An Overview

August, 1999

Jerry Allison
BCCM Year Level II

Dr. Violeta Abear and Dr. Reynaldo O. Joson

Legazpi City, Albay, Philippines

No one can discount, cor pulmonale is a health problem. It is a sensitive issue as well for it correlates well with COPD and that a root cause is smoking. A present and impending danger to the health of today's society. Before getting any further, let us first set its definition:

Cor Pulmonale refers to disease of the right ventricle that results from pulmonary hypertension secondary to a pulmonary disease. It is characterized by right ventricular dilatation, hypertrophy, and, eventually, failure.

For its Etiology:

Cor Pulmonale can occur in any condition that causes pulmonary hypertension. Acute cor pulmonale is most often due to extensive pulmonary embolization. Chronic cor pulmonale occurs most often in patients with COPD; stress in these patients may induce acute but reversible exacerbations of the cor pulmonale.

Indeed, in this occasion we are going to dwell more on the latter problem. It best suits the theme as both cardio and pulmo problems are correlated. It is also a pertinent and sensitive issue of today as COPD is characterized by chronic bronchitis and emphysema which are mostly blamed on the industrialized vice of smoking. A malady inherited since the era of Christopher Columbus. Smoking is no longer just an individualized problem for it has become a social issue as well, that, in reference to the proposition on passive smoking.

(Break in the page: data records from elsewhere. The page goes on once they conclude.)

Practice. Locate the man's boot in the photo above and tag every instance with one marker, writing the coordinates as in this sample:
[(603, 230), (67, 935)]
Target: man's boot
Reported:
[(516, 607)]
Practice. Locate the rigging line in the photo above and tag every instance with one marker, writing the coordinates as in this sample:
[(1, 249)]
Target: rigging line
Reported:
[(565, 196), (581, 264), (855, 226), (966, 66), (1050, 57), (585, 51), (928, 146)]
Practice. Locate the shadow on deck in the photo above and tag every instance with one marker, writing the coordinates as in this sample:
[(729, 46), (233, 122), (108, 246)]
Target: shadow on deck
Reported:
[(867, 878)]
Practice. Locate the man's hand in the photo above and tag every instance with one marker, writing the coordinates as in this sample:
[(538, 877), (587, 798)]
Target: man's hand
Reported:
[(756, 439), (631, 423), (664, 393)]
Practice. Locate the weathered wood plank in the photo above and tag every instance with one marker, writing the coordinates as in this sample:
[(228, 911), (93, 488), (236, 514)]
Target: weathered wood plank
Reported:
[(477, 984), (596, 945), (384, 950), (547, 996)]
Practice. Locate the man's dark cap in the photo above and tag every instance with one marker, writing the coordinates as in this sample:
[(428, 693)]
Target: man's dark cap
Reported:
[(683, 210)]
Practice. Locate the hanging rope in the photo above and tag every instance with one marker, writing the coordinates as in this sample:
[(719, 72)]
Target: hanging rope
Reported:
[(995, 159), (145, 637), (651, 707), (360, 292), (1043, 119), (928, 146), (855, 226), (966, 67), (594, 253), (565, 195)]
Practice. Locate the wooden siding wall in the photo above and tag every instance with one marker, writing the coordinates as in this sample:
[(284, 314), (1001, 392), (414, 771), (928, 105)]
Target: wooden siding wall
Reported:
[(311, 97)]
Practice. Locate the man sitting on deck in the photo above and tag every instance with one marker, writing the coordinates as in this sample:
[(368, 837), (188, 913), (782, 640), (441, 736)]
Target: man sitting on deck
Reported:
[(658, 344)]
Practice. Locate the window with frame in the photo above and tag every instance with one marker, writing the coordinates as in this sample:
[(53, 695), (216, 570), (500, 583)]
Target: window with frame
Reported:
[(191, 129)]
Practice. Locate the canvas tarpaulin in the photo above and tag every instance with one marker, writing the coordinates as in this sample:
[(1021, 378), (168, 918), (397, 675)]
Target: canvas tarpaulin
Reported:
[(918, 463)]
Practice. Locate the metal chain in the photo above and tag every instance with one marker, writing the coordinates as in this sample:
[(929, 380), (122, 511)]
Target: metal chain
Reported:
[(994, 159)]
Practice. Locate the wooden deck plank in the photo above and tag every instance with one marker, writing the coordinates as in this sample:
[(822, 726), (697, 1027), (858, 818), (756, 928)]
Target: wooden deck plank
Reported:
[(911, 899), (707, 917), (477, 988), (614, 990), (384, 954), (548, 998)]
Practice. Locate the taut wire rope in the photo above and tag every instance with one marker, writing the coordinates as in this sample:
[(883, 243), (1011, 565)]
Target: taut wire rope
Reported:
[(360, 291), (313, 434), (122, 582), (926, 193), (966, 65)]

The pathophysiology of cor pulmonale is divided to two:

1. Mechanism of pulmonary hypertension , under this is

a. Hypoxia and acidosis - The vasoconstrictive effect of hypoxia is a potent stimulus for hypertension. This mechanism may be augmented by acidosis which has also an effect on the pulmonary vasculature.

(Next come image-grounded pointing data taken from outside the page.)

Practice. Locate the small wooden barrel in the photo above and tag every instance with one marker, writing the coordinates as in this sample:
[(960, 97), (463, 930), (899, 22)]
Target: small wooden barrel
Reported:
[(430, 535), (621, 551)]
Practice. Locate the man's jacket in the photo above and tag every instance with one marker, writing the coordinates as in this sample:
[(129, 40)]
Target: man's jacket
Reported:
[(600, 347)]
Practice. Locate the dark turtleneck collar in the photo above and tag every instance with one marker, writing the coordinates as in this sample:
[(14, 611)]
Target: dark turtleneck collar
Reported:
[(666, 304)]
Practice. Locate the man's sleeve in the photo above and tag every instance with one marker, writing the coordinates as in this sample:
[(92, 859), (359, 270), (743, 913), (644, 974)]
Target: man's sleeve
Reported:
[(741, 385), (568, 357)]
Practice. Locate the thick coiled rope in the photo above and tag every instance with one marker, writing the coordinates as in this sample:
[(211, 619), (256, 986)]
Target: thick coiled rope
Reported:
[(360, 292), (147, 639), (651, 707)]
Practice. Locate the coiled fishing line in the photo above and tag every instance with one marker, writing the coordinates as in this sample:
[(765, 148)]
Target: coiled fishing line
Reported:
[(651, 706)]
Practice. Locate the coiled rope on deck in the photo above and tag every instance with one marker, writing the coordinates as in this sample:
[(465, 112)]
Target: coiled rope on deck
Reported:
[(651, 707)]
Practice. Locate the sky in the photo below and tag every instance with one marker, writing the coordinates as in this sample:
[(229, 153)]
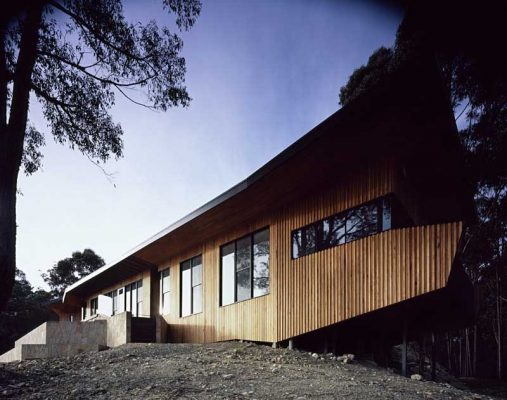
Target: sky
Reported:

b. Obliteration or obstruction of the pulmonary vascular bed - Substantial loss of the pulmonary vascular bed can result from emphysema.

2. Development of cor pulmonale - this is as follows:

a. Although acute hypoxia elicits approximately the same pressor response, each bout of pulmonary hypertension predisposes the patient to progressively higher levels of residual hypertension after recovery.

b. The resultant sustained pulmonary hypertension causes smooth muscle hypertrophy in the pulmonary arteries and then in the peripheral pulmonary vessels. The pulmonary vascular bed becomes more rigid and less reactive to changes in cardiac output.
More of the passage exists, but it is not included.